I was getting a bit bored of making salmon as a fillet for dinner and thus found an alternate method to get my dose of fish. The solution was to turn the salmon into a burger patty that is topped with some juicy fresh flavors.
If you aren’t following the AIP diet you could serve this on a bun, add a garlic mayo or pepperjack cheese, etc. But honestly, those ideas may just distract from the elegant flavors that this recipe offers. I’d suggest you try it once as written and modify to your tastes from there. Who knows, you might like this healthier flavor!
This pairs nicely with an asparagus/carrot/mushroom/onion sautee, garlic mashed potatoes, rice, etc. for a great meal.
- 1 Cucumber chopped
- 1 Orange Peeled, wedges chopped
- 8 large Green Olives diced
- 1/8 cup Cilantro chopped
- 1/2 tbsp Lemon Juice
- 1/2 tsp Sea Salt
- 1 lb Salmon skin removed
- 1/3 cup Coconut Flour
- 1 Egg
- 1 tbsp Olive Oil
- 1/4 cup Red Onion chopped
- 1/2 tsp Garlic Powder
- 1/2 tsp Dried Thyme
- 1/2 tsp Dried Parsley
- 1 tsp Sea Salt
- Olive Oil for frying
- Mix all the ingredients together in a bowl.
- Chill in the refrigerator until ready to serve.
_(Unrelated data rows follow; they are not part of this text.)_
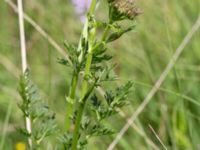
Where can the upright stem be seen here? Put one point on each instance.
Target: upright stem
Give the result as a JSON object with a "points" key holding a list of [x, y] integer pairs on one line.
{"points": [[24, 61], [82, 102], [72, 92]]}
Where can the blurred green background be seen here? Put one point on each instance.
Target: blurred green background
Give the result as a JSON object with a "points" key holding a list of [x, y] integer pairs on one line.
{"points": [[141, 56]]}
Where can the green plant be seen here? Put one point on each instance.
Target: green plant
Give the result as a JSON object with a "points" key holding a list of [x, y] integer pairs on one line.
{"points": [[90, 68]]}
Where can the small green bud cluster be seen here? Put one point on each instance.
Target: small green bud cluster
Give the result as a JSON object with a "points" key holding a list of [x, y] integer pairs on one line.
{"points": [[123, 9]]}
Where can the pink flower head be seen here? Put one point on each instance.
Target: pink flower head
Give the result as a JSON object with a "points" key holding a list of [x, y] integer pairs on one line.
{"points": [[81, 7]]}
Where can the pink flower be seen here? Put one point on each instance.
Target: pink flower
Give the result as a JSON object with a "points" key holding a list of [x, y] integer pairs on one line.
{"points": [[81, 7]]}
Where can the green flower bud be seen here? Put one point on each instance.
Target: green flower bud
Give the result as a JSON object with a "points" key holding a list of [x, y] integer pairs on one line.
{"points": [[123, 9]]}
Can be made ahead of time.
- Place the salmon in a food processor and pulse until it is finely chopped and similar in size to ground chicken. Alternately, you can chop the salmon very finely with a sharp knife.
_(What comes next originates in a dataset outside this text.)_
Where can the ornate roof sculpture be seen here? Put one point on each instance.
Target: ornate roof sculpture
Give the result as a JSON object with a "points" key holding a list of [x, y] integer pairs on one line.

- Crack the egg into a bowl and whisk.
- Add to the bowl with the egg the salmon, coconut flour, onion, garlic powder, salt, thyme, parsley, and 1 tbsp. olive oil. Mix with a spoon until just combined.
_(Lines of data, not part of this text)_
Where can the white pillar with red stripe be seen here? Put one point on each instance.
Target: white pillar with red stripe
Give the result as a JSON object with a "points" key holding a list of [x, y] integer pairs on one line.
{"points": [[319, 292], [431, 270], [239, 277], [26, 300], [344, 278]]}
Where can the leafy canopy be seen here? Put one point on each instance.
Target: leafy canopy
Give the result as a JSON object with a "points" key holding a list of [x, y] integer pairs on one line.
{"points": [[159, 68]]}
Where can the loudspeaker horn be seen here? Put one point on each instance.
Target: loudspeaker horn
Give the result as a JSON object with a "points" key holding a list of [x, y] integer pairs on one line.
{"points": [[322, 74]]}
- Form into 3 equally sized burger patties.
- Heat a skillet over medium heat with olive oil. Cover and cook burgers on each side until golden, about 5 minutes per side. Cook until the internal temperature is 165°
- Serve the patty on a plate with a generous helping of the Citrus and Cucumber salad spooned on top.